Are Short Sellers betting on the FTC Business Opportunity Rule?
In a very interesting story, Charles Duhigg wrote, on November 13th, 2006 in the The New York Times about Why Short Sellers Want to Crash the Tupperware Party. The story was repeated at Kim Klaver's Network Marketing Blog and also at Ty Tribble's MLM Blog.
Mr. Duhigg reports that a number of short sellers are apparently betting that the FTC Business Opportunity Rule will become law and the resulting disclosure requirements will cramp recruiting.
"Analysts say the companies' real concern is that the new rules will undermine their ability to attract new sales representatives.
"If companies have to tell recruits that the average income is only $1,400 instead of the $50,000 advertised on their Web site, or that the average salesman only lasts two months, a lot fewer people are going to sign up," said Mimi Sokolowski, an analyst with Sidoti & Company who follows Tupperware Brands, Nu Skin Enterprises and other publicly traded multilevel marketing companies. She said that if the proposed rules pass without modification, recruitment in the United States could fall by as much as 40 percent."

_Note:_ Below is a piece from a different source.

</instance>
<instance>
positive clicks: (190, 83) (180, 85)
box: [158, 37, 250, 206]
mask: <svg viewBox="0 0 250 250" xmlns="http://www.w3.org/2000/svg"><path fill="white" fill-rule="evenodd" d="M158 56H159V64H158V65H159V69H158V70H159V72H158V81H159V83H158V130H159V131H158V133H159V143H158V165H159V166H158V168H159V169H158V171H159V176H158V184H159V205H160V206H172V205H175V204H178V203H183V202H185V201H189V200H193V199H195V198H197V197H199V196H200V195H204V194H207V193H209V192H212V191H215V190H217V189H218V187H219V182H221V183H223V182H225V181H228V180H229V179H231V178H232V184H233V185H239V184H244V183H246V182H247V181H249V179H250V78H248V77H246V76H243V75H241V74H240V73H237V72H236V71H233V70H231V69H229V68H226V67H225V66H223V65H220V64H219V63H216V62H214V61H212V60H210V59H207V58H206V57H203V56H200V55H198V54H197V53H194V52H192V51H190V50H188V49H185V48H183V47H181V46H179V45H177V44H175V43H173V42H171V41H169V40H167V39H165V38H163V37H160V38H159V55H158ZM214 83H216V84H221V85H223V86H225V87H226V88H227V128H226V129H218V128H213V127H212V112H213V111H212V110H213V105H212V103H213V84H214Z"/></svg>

The full story is a bit more complicated. Take for example Tupperware. For at least seven or eight years, Tupperware was regulated as a franchise in the United States, which required considerably more disclosure than the FTC wants with the new business opportunity rule. So, you would think that Tupperware's recruiting stock would improve with the more minimal business opportunity disclosure.
But Tupperware has been losing its sales force, according to its SEC filings, for almost five years in North America. Tupperware has simply failed to convince the public that their product is worth more than the plastic from the local dollar store, in my opinion. This accounts for their failure in North America better than the possibility of a new disclosure obligation.